The promising properties of this technology encouraged numerous works on the design of circuits based on QCA. This led to initial QCA designs realizing arithmetic circuits [6], processors [7] and FPGAs [8]. However, most of these circuits have been realized manually. With increasing complexity and/or physical restrictions to be considered (besides others, e.g. dedicated clocking schemes, the crossings of wires, restricted wire lengths, etc.), methods for design automation of QCA circuits are inevitable.

While initial solutions e.g. for the automatic synthesis of QCA circuits have been proposed, they often only focused on a single design objective. In particular, the realization of the data flow in a QCA circuit has been considered. This strongly depends on the respectively assumed clocking scheme – an architectural characteristic of each QCA design that defines how an external clocking signal is distributed. The works by Bubna et al. [9], Ravichandran et al. [10] and Vankamamidi et al. [11] solely focused on implementations based on an unidirectional data flow. Trindade et al. [12] presented a design solution supporting a clocking scheme allowing for a flexible and bidirectional data flow.

However, beyond that, several further (partially contradictory) objectives have to be considered when designing QCA circuits.
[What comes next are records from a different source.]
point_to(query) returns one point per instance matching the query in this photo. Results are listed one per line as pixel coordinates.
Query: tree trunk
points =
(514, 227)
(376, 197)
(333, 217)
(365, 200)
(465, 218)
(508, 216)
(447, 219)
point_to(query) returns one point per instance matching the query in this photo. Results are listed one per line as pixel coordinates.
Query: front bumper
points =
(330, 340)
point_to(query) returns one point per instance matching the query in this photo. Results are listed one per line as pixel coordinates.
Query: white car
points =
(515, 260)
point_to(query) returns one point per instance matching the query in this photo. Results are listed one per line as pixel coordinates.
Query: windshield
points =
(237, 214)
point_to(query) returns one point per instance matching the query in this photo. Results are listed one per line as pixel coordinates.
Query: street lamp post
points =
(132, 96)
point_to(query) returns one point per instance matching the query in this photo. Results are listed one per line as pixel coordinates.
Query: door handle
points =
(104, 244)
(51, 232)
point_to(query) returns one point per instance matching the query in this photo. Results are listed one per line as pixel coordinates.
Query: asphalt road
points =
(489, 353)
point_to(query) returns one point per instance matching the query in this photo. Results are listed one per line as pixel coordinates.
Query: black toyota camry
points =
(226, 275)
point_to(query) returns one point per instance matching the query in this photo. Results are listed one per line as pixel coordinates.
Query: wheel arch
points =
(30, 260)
For example, whether or not crossings are allowed or whether or not signals are supposed to arrive at the same clock cycle may have a significant impact on the required area. Besides that, physical restrictions such as the minimum distance between wires may have to be considered. The current state-of-the-art mentioned above does not help here, since all solutions proposed thus far (1) rely on heuristic algorithms and, hence, cannot guarantee that all objectives/constraints are indeed satisfied and (2) usually focus on a single objective but do not consider alternatives that would allow e.g. to trade-off several objectives. This frequently leads to unsatisfactory results and generally makes it hard to evaluate the quality of respective QCA designs.
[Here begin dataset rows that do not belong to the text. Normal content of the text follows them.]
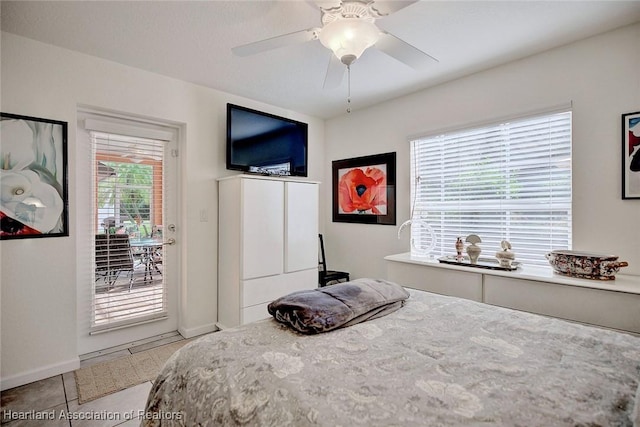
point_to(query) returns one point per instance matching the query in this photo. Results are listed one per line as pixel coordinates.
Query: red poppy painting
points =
(364, 189)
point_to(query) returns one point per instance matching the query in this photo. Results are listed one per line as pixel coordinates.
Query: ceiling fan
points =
(348, 29)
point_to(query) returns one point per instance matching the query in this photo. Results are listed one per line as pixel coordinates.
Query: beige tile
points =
(156, 343)
(70, 389)
(54, 417)
(104, 358)
(117, 407)
(39, 395)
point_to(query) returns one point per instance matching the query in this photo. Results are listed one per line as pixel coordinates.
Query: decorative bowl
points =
(585, 265)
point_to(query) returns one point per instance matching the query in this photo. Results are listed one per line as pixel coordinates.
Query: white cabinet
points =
(268, 244)
(612, 304)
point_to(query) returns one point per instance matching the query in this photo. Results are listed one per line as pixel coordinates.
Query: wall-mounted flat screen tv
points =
(262, 143)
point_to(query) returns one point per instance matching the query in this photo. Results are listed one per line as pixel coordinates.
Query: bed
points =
(436, 361)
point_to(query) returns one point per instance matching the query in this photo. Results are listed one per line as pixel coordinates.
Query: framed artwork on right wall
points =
(631, 155)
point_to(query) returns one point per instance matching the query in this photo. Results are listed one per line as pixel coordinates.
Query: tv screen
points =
(263, 143)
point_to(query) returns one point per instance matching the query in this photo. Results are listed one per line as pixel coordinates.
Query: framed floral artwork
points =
(33, 178)
(364, 189)
(631, 156)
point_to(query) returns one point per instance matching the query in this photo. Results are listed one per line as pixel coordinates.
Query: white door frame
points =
(135, 334)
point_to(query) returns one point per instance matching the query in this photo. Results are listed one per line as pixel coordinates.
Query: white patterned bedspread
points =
(438, 361)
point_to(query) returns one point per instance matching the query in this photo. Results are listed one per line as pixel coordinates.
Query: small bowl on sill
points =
(585, 265)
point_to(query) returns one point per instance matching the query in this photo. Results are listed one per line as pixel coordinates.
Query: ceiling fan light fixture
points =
(348, 38)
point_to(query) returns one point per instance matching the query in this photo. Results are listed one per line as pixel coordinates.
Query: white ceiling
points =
(192, 41)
In this work, we propose an automatic design method for QCA circuits, which addresses these shortcomings. More precisely, we introduce a symbolic formulation which encapsulates the actual design task (realizing a given function in terms of a QCA circuit) as well as all objectives/constraints that need to be satisfied. Passing the resulting formulation to a reasoning engine allows either for the extraction of a corresponding QCA design realizing the function and satisfying the objectives/constraints or proves that no such realization exists. The symbolic formulation can be configured e.g. to address different objectives or to guarantee the satisfaction of certain physical constraints. This way, an exact design method becomes available which is capable of generating different QCA designs satisfying different (complementary) objectives/constraints. For the first time, this allows for a sophisticated design exploration of QCA.

The benefits of the proposed solution are discussed by comparing them with the current state-of-the-art as well as demonstrated on different case studies. This confirms that previously proposed design solutions (based on heuristics) generate results which are far from being optimal. Moreover, the case studies illustrate how the proposed methods, for the first time, allows for the design exploration of QCA circuits with respect to different objectives/constraints.
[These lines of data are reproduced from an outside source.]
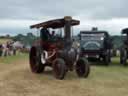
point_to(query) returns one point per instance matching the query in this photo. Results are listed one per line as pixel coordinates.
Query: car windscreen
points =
(99, 36)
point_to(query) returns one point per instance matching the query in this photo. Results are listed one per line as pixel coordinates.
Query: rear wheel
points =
(82, 68)
(107, 58)
(35, 60)
(59, 68)
(123, 56)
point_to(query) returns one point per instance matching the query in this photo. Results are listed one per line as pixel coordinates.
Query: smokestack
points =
(67, 27)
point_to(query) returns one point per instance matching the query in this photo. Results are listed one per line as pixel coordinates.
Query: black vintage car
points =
(96, 44)
(124, 47)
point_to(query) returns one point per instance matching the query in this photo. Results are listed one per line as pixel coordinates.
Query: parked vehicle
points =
(124, 47)
(96, 44)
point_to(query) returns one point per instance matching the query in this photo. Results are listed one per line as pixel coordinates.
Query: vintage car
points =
(96, 44)
(124, 47)
(56, 50)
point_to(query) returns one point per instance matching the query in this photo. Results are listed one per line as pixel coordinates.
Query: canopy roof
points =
(56, 23)
(125, 31)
The remainder of this work is structured as follows: The next section reviews the basics on QCAs as well as the design of the corresponding circuits. Section III introduces the proposed design method, i.e. describes the general idea as well as provides details on the proposed symbolic formulation. Afterwards, the benefits are discussed and demonstrated in Section IV – providing a comparison to previously proposed automatic design methods as well as case studies showing how the solution proposed in this work aids design exploration of QCA circuits. Finally, Section V concludes the paper.
II. DESIGN OF QUANTUM-DOT CELLULAR AUTOMATA

This section reviews the basics on Quantum-dot Cellular Automata and their current design flow. This includes a discussion of the related work and their shortcomings which motivates the contribution proposed in this work.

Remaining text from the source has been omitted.